Quante cose sei riuscita a fare nella tua vita: Professoressa di Matematica e Fisica dal 1973 al 1982 al Liceo Scientifico di Borgosesia, dal 1983 al 1999 al Liceo Classico di Varallo, poi sei tornata in quello che era il “tuo” liceo a Borgosesia e sei rimasta fino al collocamento a riposo nel 2007. Ma che riposo?

Dal 2006, quando si era costituita la Confraternita degli ex allievi del Liceo Scientifico, che chiamavi sorridendo: “Il braccio armato della Scuola”, eri una colonna e nel 2017, dal Presidente Riccardo Cavanna, sei stata ufficialmente nominata socio onorario.
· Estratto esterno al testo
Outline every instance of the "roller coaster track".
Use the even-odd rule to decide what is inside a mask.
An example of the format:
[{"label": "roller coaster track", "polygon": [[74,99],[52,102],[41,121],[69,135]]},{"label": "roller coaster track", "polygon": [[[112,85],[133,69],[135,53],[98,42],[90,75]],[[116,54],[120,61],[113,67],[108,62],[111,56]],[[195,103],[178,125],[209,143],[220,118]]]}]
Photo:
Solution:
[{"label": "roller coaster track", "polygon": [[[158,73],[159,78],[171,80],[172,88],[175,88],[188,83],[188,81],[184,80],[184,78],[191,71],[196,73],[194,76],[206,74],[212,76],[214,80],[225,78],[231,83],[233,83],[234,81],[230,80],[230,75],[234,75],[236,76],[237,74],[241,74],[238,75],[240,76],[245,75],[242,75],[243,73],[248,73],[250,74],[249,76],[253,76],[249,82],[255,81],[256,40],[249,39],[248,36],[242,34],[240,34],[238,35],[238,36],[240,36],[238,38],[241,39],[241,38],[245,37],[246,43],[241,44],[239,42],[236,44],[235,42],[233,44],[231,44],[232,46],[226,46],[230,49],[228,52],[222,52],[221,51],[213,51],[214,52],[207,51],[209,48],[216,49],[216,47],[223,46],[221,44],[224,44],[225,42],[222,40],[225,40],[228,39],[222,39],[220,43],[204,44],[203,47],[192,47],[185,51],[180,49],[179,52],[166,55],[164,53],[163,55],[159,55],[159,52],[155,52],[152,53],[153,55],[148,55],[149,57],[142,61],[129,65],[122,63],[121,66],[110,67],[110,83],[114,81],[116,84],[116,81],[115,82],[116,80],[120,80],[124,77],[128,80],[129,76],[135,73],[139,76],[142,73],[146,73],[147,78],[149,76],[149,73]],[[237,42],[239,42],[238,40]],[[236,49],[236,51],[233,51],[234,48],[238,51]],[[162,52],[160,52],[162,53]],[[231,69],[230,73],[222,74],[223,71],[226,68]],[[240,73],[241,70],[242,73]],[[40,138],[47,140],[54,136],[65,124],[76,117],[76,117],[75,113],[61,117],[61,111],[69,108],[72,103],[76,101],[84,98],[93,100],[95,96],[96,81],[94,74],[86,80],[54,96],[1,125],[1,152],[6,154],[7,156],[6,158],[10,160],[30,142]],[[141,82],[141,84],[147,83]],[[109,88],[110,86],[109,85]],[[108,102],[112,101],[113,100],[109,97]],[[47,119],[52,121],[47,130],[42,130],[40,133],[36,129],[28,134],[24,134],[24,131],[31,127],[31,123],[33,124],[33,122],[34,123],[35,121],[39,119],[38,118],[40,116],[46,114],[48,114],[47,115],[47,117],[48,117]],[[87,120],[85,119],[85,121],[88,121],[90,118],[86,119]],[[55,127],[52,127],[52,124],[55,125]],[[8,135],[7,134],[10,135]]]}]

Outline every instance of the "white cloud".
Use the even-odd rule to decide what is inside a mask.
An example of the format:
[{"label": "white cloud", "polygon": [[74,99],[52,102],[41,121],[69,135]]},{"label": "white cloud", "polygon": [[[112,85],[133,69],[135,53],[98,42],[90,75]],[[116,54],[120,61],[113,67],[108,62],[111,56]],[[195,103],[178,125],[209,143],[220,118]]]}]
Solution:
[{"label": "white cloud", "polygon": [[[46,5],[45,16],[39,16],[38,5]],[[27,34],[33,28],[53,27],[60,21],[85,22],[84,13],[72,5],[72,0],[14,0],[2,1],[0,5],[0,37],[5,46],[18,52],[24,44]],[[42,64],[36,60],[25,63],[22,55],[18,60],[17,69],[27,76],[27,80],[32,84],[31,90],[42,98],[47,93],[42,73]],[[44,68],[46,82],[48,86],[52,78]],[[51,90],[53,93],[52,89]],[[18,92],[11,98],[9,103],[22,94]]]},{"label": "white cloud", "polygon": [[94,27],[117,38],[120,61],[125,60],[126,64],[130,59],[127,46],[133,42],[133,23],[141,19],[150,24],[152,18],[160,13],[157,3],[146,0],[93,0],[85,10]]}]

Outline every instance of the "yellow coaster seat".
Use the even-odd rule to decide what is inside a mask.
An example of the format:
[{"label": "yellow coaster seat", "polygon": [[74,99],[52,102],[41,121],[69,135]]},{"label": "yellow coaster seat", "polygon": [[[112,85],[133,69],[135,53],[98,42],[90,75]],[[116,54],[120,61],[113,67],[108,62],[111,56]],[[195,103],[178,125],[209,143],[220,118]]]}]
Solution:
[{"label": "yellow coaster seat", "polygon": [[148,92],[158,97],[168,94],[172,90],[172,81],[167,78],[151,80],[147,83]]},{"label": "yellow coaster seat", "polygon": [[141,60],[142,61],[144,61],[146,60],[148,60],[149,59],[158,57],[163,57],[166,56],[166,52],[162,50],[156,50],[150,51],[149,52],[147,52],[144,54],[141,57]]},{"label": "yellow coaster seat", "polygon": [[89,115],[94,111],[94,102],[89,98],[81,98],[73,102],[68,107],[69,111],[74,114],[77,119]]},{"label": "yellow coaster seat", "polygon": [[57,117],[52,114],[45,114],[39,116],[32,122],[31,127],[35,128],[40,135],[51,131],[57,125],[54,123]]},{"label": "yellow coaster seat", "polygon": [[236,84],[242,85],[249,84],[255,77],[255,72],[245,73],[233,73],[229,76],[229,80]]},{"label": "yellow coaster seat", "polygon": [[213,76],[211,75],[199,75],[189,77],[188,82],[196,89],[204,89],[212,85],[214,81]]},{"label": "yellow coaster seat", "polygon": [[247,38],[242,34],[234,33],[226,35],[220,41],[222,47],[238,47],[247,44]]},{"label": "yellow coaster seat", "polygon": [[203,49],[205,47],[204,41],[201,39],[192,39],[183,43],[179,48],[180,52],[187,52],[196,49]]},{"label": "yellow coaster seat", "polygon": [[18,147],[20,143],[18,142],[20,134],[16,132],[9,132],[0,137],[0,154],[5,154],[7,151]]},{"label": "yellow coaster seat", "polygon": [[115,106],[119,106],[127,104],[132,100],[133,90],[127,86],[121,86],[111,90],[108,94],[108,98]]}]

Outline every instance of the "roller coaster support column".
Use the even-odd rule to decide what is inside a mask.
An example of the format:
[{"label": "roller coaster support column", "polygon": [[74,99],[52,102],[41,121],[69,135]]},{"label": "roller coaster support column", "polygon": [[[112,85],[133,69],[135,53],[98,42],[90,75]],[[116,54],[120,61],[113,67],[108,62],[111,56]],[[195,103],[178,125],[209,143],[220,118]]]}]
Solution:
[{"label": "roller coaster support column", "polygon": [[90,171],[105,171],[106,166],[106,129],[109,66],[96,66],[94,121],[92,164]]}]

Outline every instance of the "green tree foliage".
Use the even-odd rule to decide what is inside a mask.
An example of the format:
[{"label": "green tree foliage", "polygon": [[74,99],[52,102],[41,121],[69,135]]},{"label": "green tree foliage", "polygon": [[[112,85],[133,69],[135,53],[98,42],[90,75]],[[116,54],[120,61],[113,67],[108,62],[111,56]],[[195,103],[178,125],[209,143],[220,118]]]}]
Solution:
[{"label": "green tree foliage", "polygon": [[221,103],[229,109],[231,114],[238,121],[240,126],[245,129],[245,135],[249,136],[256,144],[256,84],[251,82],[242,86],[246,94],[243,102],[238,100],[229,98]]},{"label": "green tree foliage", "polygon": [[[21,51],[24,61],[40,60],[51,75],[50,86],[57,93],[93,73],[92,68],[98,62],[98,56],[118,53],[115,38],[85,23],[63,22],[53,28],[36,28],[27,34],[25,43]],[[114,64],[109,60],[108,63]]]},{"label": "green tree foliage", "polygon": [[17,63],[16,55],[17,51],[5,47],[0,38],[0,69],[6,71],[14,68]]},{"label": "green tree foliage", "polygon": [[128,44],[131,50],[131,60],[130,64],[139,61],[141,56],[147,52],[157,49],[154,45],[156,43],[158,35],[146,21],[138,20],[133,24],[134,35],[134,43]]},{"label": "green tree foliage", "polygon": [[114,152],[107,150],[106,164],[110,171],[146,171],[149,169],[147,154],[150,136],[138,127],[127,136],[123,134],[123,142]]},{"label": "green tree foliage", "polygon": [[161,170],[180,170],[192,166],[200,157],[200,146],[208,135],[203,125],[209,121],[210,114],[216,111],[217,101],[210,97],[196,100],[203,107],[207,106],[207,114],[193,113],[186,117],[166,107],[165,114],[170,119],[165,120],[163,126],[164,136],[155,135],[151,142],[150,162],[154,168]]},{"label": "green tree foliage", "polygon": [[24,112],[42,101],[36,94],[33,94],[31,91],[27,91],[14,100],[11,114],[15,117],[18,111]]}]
Sei stata socia fondatrice e poi Vice Presidente dell’Associazione Supervulcano Valsesia, riconosciuto dall’UNESCO, oggi Sesia Val Grande Geopark. Quante volte ci eravamo sentite per la presentazione delle mostre mensili all’Infopoint a Prato Sesia: eri instancabile nel promuovere e valorizzare questo “unicum” del nostro territorio. A ottobre all’ultima mostra, quella dedicata ad Andrea Agliaudi, un Tuo ex allievo, la tua assenza aveva pesato molto, sapevamo quanto ci avresti tenuto.

La Tua competenza informatica la mettevi sempre a disposizione per gli incontri alla Società Valsesiana di Cultura, all’Università della Terza Età di Borgosesia, al Centro Studi Turcotti: sapevi preparare delle presentazioni per immagini delle relazioni che conquistavano l’attenzione, senza prevaricare il relatore.

Ti avevo rivista a Varallo, all’inaugurazione della mostra sulla Prima Guerra Mondiale, visibilmente provata, ma sempre forte e combattiva. Nelle Mail che ci scambiavamo mi informavi in modo preciso sull’andamento della malattia, senza minimizzare, parlandomi di quei cicli di chemio che ti lasciavano spossata. La cosa che mi colpiva di più era che Tu ti informavi sempre di come stavo: “Mi raccomando pensa a te!” e finivi sempre dicendo che le mail le leggevi sempre. Adesso che sei in quell’altro mondo, più vero e più giusto, senza più fardelli, potrai sicuramente continuare ad essere vicina alle Persone alle quali vuoi bene, ai Tuoi figli Manila e Marco, al Tuo adorato nipotino Pietro.

Quel prezioso scialle di visone annodato che mi avevi donato: “Tu hai certo occasione per indossarlo”, per me resterà il pegno di un’Amicizia sincera.

Ti ricordo nel viaggio in Armenia, nel 2014: fu l’occasione per parlare a lungo, condividendo idee e principi. Sulla Collina delle Rondini il Mausoleo del Genocidio era impressionante nel suo silenzio e nell’essenzialità delle dodici lastre di cemento incurvate a proteggere la fiamma eterna che nasce da un cuore esploso dal dolore, accanto ai simboli spiraliformi dell’eternità: quasi un’agnizione della terribile malattia che Ti avrebbe colpita tanto duramente. Insieme abbiamo condiviso il pane, “Lavash”, e la preghiera in quelle chiese nude e spoglie, “Chiese di cristallo”, dove il Vangelo “alito di Dio” ha sempre un posto di rilievo, su un piedistallo ed è avvolto da un panno: non ci sono banchi, non ci si inginocchia, ci si inchina, Cristo è un fratello, così come faccio ora, di fronte alla Tua morte, dopo due anni e mezzo di lotta. Hai vinto Tu Marinella.